Since the outbreak of the war in Ukraine, almost six million people have fled. More than 450,000 have fled across the border into Moldova.

With its 2.6 million inhabitants, the small country is considered Europe’s poorest country. The large influx of refugees has therefore created problems and the country was quick to ask for assistance from other European countries.

In March, Norway agreed to Moldova’s request to deport Ukrainian refugees.

– Moldova has asked for help to deal with the influx of refugees, and Norway will stand up, said Prime Minister Jonas Gahr Støre.

But the UDI confirms to TV 2 that there have still not been any refugees from the hard-hit country.

– No one has come from Moldova yet, but they will come pretty soon, says UDI director Frode Forfang.

Demanding to reach out to them

The UDI tells TV 2 that most Ukrainian refugees in Moldova live with host families, and that it is a demanding job to reach out to them and inform about the possibility of being transferred to other countries.

– This affects how quickly the Norwegian authorities can receive a list of current candidates, says Hanne Rygh Holter, senior communications adviser at the UDI.
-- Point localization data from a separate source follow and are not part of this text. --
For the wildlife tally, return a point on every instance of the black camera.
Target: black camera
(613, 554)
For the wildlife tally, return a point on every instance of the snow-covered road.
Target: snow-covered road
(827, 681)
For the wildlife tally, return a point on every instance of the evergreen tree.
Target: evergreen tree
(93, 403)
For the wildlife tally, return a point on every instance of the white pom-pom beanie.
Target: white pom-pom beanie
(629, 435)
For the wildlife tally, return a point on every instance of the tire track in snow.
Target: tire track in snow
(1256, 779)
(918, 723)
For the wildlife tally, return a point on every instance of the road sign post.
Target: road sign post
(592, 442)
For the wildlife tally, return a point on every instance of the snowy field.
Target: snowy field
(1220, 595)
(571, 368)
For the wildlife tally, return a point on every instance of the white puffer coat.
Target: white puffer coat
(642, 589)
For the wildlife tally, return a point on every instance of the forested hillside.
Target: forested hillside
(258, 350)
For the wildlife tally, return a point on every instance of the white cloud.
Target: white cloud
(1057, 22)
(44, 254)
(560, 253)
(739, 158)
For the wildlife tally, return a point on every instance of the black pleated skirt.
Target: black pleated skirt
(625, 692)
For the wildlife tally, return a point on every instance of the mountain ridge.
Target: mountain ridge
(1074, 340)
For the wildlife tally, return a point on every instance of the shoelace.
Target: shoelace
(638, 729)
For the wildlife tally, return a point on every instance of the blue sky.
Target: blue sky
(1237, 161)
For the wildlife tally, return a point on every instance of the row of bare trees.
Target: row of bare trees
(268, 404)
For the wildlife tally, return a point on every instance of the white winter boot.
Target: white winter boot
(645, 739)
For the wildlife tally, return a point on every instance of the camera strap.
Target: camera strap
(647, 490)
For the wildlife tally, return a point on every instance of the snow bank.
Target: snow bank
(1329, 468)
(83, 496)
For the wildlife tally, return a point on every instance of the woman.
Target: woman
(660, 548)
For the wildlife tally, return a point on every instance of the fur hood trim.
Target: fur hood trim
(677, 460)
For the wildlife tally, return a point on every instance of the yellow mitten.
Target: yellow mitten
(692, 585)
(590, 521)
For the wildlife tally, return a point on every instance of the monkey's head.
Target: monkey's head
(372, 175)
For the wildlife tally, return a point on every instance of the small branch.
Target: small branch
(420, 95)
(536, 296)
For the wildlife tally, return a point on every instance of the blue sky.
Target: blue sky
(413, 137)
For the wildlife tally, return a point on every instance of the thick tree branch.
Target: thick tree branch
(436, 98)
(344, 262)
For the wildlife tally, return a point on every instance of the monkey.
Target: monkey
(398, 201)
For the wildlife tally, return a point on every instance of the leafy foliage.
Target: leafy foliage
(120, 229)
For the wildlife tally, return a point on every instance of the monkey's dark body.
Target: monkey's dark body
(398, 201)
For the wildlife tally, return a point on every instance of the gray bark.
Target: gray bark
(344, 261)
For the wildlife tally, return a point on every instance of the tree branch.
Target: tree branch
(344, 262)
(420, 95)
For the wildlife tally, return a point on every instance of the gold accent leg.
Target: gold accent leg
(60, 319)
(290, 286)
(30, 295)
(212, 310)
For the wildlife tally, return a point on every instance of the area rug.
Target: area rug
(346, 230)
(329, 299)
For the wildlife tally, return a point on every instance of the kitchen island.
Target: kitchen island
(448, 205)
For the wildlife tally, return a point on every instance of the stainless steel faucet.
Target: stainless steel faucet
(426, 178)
She states that it is UNHCR that coordinates the transfer for the European countries.

– European countries have so far offered to transfer just under 20,000 people from Moldova. As of 9 May 2022, there were a total of 1,275 people in seven different countries, says Rygh Holter.
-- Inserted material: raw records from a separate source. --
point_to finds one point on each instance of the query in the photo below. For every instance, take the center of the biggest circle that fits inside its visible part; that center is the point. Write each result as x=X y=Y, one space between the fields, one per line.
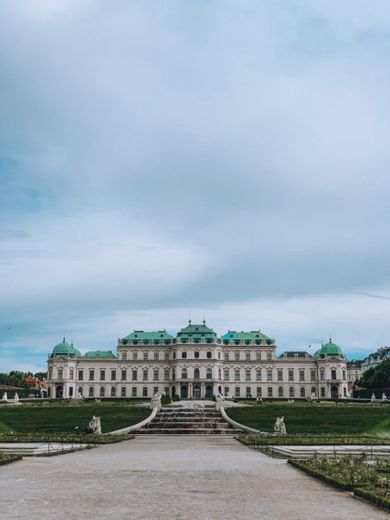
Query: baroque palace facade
x=196 y=364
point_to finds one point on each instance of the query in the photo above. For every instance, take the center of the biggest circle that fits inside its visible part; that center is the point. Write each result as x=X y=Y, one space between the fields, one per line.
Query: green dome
x=64 y=349
x=329 y=349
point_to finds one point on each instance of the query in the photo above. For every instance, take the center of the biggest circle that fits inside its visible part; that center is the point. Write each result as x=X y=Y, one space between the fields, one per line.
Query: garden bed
x=351 y=474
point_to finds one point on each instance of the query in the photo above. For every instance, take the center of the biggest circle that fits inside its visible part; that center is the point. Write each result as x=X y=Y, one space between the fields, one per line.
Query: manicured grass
x=316 y=419
x=65 y=418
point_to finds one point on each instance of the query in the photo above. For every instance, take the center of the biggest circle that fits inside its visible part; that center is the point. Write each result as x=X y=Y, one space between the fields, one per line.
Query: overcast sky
x=208 y=158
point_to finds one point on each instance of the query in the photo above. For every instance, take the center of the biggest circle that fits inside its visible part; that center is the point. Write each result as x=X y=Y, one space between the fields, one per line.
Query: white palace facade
x=197 y=364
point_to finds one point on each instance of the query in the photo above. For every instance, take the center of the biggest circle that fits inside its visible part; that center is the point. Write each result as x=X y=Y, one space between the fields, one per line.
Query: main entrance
x=184 y=392
x=196 y=392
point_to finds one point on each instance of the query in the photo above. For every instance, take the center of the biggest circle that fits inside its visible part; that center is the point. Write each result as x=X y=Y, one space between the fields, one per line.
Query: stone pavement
x=170 y=477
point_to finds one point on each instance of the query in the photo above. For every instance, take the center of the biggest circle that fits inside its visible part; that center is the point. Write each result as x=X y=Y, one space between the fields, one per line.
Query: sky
x=193 y=158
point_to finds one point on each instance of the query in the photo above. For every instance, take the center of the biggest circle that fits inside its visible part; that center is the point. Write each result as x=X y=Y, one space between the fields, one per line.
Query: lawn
x=65 y=418
x=316 y=419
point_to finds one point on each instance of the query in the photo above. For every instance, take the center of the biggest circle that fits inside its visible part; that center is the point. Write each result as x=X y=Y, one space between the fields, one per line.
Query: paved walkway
x=166 y=477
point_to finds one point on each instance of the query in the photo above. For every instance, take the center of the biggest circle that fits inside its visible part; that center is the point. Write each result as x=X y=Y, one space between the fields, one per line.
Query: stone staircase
x=201 y=421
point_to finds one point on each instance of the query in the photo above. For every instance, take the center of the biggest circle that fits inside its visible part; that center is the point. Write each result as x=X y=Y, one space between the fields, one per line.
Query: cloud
x=155 y=159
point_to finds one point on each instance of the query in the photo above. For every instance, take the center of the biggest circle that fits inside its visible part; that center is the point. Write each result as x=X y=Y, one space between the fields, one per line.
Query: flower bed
x=312 y=440
x=351 y=474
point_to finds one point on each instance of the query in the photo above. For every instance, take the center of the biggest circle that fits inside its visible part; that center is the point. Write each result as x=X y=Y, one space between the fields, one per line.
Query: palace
x=196 y=364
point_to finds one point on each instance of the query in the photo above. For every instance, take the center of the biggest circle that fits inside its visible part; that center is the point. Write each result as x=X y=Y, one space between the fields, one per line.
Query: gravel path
x=170 y=477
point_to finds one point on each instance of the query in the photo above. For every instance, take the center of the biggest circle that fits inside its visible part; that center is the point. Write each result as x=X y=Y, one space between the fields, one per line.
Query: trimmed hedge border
x=358 y=491
x=7 y=459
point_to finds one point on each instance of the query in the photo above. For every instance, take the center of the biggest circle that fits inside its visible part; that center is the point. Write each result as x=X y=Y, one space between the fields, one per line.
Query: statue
x=280 y=427
x=94 y=426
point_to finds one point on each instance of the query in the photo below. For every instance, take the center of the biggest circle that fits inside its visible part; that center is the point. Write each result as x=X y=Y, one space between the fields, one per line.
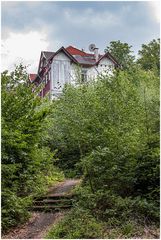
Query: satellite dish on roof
x=92 y=46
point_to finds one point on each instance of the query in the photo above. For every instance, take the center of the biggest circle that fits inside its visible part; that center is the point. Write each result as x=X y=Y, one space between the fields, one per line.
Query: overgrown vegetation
x=108 y=131
x=27 y=164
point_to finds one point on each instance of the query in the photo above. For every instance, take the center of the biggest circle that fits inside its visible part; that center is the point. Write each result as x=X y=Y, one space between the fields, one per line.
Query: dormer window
x=84 y=75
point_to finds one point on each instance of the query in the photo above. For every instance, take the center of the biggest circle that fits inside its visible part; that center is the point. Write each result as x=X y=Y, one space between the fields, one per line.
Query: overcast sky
x=31 y=27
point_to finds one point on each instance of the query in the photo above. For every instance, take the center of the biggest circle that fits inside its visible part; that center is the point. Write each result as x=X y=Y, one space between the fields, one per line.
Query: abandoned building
x=67 y=64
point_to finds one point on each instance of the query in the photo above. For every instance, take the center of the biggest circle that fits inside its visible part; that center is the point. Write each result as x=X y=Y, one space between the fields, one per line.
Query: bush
x=78 y=224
On March 30, the Minister of Justice said that almost everything was ready to receive the refugees.

– The government has worked to start the transfers from Moldova as soon as possible, and the first will be able to arrive next week, says Minister of Justice and Emergency Management Emilie Enger Mehl.

Fewer refugees than expected

The UDI says that the flow of refugees to Norway has begun to stop in recent weeks. To date, 16,152 Ukrainian refugees have applied for collective protection in Norway. 11,688 of these have been granted their application.
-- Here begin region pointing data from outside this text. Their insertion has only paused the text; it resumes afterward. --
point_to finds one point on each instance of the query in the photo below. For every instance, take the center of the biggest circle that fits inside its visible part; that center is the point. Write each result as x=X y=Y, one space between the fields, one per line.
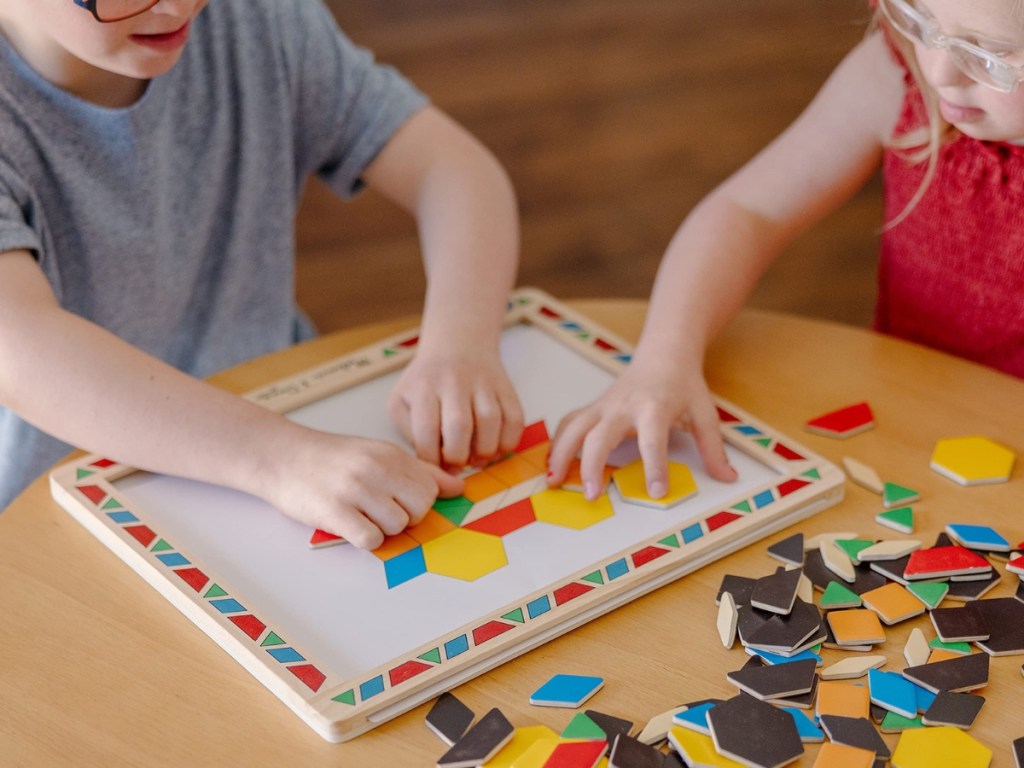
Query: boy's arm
x=455 y=402
x=87 y=387
x=716 y=258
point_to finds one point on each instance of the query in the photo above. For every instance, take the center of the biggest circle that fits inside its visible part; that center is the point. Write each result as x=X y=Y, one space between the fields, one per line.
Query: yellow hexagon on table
x=972 y=461
x=569 y=509
x=464 y=554
x=931 y=748
x=632 y=486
– We initially saw quite large arrivals from Ukraine. What we have seen is a downward trend after Easter. In the last couple of weeks, there have been around 100 a day on average, says Forfang.

In total, fewer Ukrainian refugees have come to Norway than the UDI first estimated. The estimate has therefore been reduced from 60,000 to 45,000.

When asked if the UDI experiences that refugees do not want to go to Norway, they answer that many Ukrainian refugees do not know Norway from before.

– In addition, Norway is far away from Ukraine and many hope that they can return to their home country as soon as possible, says Rygh Holter.